Why GitHub's contributions API lies to you about private repos (and how we fixed it)
GraphQL's commitContributionsByRepository returns nothing for private repos even with the right scope. We worked around it.
The setup
We wanted to show people a per repo breakdown of where their commits landed this year. GitHub has a GraphQL field that does exactly that:
user(login: $login) {
contributionsCollection(from: $from, to: $to) {
commitContributionsByRepository(maxRepositories: 10) {
repository { nameWithOwner }
contributions { totalCount }
}
}
}This works great for public repos. It returns nothing for private ones. Not less, not partial, nothing.
The maddening part
We assumed it was a token scope problem. We made a personal access token with the full repo scope. The field still returned an empty array. We checked the token actually had the scope. It did. We checked the viewer matched the user being queried. It did. We checked the contributions calendar at the same time and saw 158 contributions for the year, all marked as restrictedContributionsCount.
GitHub knew there was activity. It just refused to break it down.
The workaround
We stopped using contributionsCollection for the per repo data and started querying repositories directly:
viewer {
repositories(
first: 100
affiliations: [OWNER, COLLABORATOR, ORGANIZATION_MEMBER]
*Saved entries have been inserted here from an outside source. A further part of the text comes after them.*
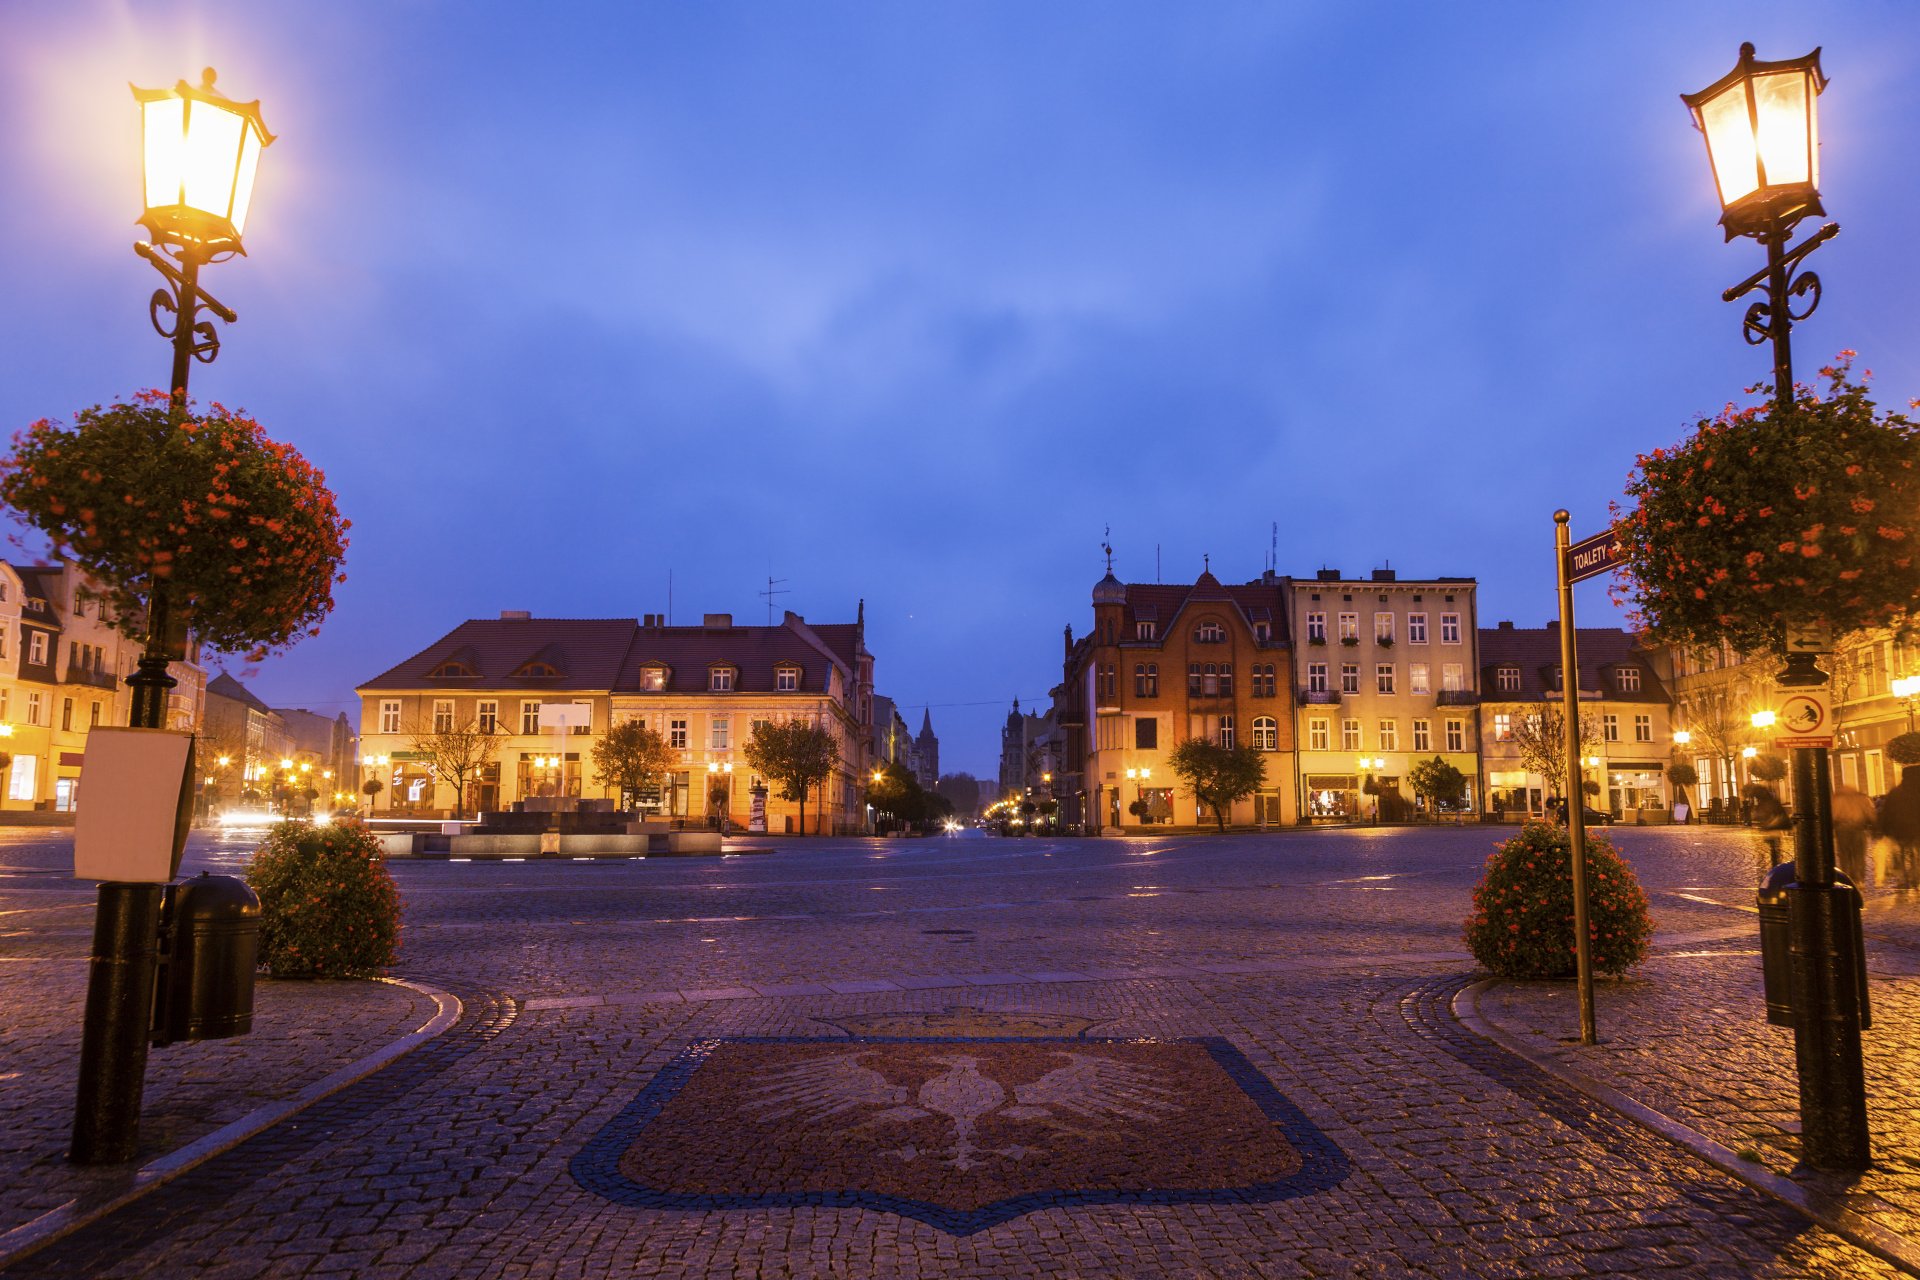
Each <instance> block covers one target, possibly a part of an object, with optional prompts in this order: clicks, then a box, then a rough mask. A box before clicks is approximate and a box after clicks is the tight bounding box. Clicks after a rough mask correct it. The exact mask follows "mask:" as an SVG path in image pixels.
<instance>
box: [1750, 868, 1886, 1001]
mask: <svg viewBox="0 0 1920 1280" xmlns="http://www.w3.org/2000/svg"><path fill="white" fill-rule="evenodd" d="M1793 873H1795V867H1793V864H1791V862H1782V864H1780V865H1778V867H1774V869H1772V871H1768V873H1766V881H1764V883H1763V885H1761V892H1759V894H1757V898H1759V908H1761V981H1763V984H1764V988H1766V1021H1768V1023H1772V1025H1774V1027H1791V1025H1793V925H1791V921H1789V908H1788V890H1789V889H1791V887H1793V885H1795V879H1793ZM1834 885H1836V887H1837V889H1845V890H1849V892H1847V906H1845V917H1847V919H1845V923H1843V925H1841V929H1839V935H1841V936H1839V944H1841V946H1851V948H1853V977H1855V998H1857V1000H1859V1006H1860V1031H1866V1029H1870V1027H1872V1025H1874V1019H1872V1009H1870V1007H1868V1002H1866V933H1864V929H1862V927H1860V906H1862V904H1864V900H1862V898H1860V890H1859V889H1857V887H1855V883H1853V881H1851V879H1847V873H1845V871H1837V869H1836V871H1834Z"/></svg>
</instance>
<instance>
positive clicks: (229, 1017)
mask: <svg viewBox="0 0 1920 1280" xmlns="http://www.w3.org/2000/svg"><path fill="white" fill-rule="evenodd" d="M165 935H167V940H165V952H163V960H161V963H163V965H165V967H163V971H161V983H159V1000H156V1009H154V1044H173V1042H177V1040H225V1038H228V1036H244V1034H246V1032H250V1031H253V969H255V965H257V961H259V898H257V896H255V894H253V890H252V889H248V883H246V881H242V879H236V877H232V875H207V873H200V875H196V877H194V879H190V881H184V883H180V885H169V887H167V912H165Z"/></svg>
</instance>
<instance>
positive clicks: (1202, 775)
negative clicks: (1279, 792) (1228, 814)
mask: <svg viewBox="0 0 1920 1280" xmlns="http://www.w3.org/2000/svg"><path fill="white" fill-rule="evenodd" d="M1167 766H1169V768H1171V770H1173V773H1175V775H1177V777H1179V779H1181V781H1185V783H1187V789H1188V791H1190V793H1192V796H1194V798H1196V800H1200V802H1202V804H1206V806H1208V808H1210V810H1213V821H1215V823H1217V825H1219V829H1221V831H1225V829H1227V810H1231V808H1233V802H1235V800H1244V798H1246V796H1250V794H1254V793H1256V791H1260V785H1261V783H1263V781H1267V762H1265V760H1263V758H1261V754H1260V752H1258V750H1254V748H1252V747H1219V745H1215V743H1210V741H1208V739H1204V737H1188V739H1183V741H1179V743H1175V745H1173V754H1169V756H1167Z"/></svg>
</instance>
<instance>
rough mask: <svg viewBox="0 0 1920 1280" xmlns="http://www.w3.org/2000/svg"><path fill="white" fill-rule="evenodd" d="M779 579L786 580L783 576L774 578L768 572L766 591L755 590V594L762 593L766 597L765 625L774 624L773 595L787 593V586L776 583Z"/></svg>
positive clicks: (762, 594)
mask: <svg viewBox="0 0 1920 1280" xmlns="http://www.w3.org/2000/svg"><path fill="white" fill-rule="evenodd" d="M781 581H787V580H785V578H774V576H772V574H768V576H766V591H755V595H764V597H766V626H774V597H776V595H787V587H781V585H778V583H781Z"/></svg>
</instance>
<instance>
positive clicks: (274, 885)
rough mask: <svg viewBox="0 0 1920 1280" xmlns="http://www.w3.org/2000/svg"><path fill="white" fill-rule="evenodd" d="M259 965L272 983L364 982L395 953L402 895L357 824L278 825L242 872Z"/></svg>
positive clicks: (395, 952)
mask: <svg viewBox="0 0 1920 1280" xmlns="http://www.w3.org/2000/svg"><path fill="white" fill-rule="evenodd" d="M246 881H248V885H252V887H253V892H255V894H259V921H261V927H259V958H261V963H263V965H267V973H271V975H273V977H276V979H342V977H369V975H374V973H378V971H380V969H384V967H388V965H392V963H394V958H396V954H397V952H399V890H397V889H396V887H394V877H392V875H388V869H386V854H384V850H382V848H380V841H378V839H376V837H374V835H372V833H371V831H369V829H367V827H363V825H361V823H359V821H332V823H328V825H324V827H315V825H313V823H309V821H282V823H276V825H275V827H273V829H271V831H269V833H267V842H265V844H261V846H259V848H257V850H255V852H253V858H252V862H248V867H246Z"/></svg>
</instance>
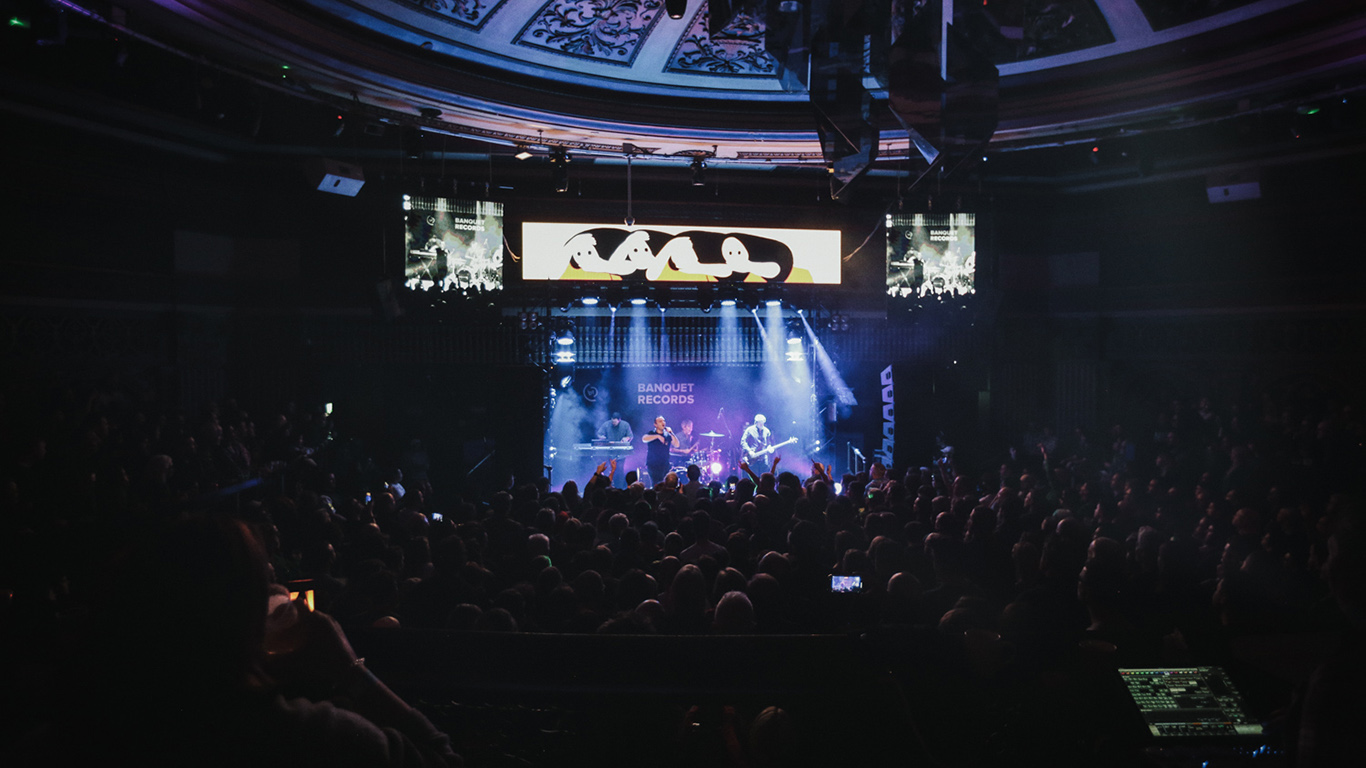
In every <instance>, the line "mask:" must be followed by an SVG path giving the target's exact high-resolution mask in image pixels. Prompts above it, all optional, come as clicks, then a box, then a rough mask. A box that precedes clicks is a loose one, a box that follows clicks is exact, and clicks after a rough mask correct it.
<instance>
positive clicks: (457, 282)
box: [403, 195, 503, 291]
mask: <svg viewBox="0 0 1366 768" xmlns="http://www.w3.org/2000/svg"><path fill="white" fill-rule="evenodd" d="M403 212H404V221H406V224H404V228H403V253H404V264H403V284H404V286H406V287H407V288H411V290H421V291H430V290H437V291H467V290H471V288H478V290H481V291H493V290H500V288H503V204H501V202H485V201H478V200H452V198H445V197H415V195H403Z"/></svg>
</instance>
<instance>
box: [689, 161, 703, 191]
mask: <svg viewBox="0 0 1366 768" xmlns="http://www.w3.org/2000/svg"><path fill="white" fill-rule="evenodd" d="M691 168H693V186H694V187H701V186H706V163H703V161H702V156H701V154H699V156H697V157H694V159H693V165H691Z"/></svg>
orderBy: { field: PUSHED_AT, direction: DESC }
isFork: false
) {
nodes { name owner { login } pushedAt }
}
}Then for each repo with activity in the target year, we run a follow up query:
repository(owner: $owner, name: $name) {
defaultBranchRef {
target {
... on Commit {
history(first: 100, since: $from, until: $to, author: { id: $userId }) {
nodes { messageHeadline messageBody }
}
}
}
}
}This returns real commits with real messages from real private repos.
Why this matters
If you ever try to build a tool on top of the GitHub contributions API, do not trust commitContributionsByRepository to include private data. Query the repositories list and walk the commit history yourself. It is more requests and slower, but the data is actually there.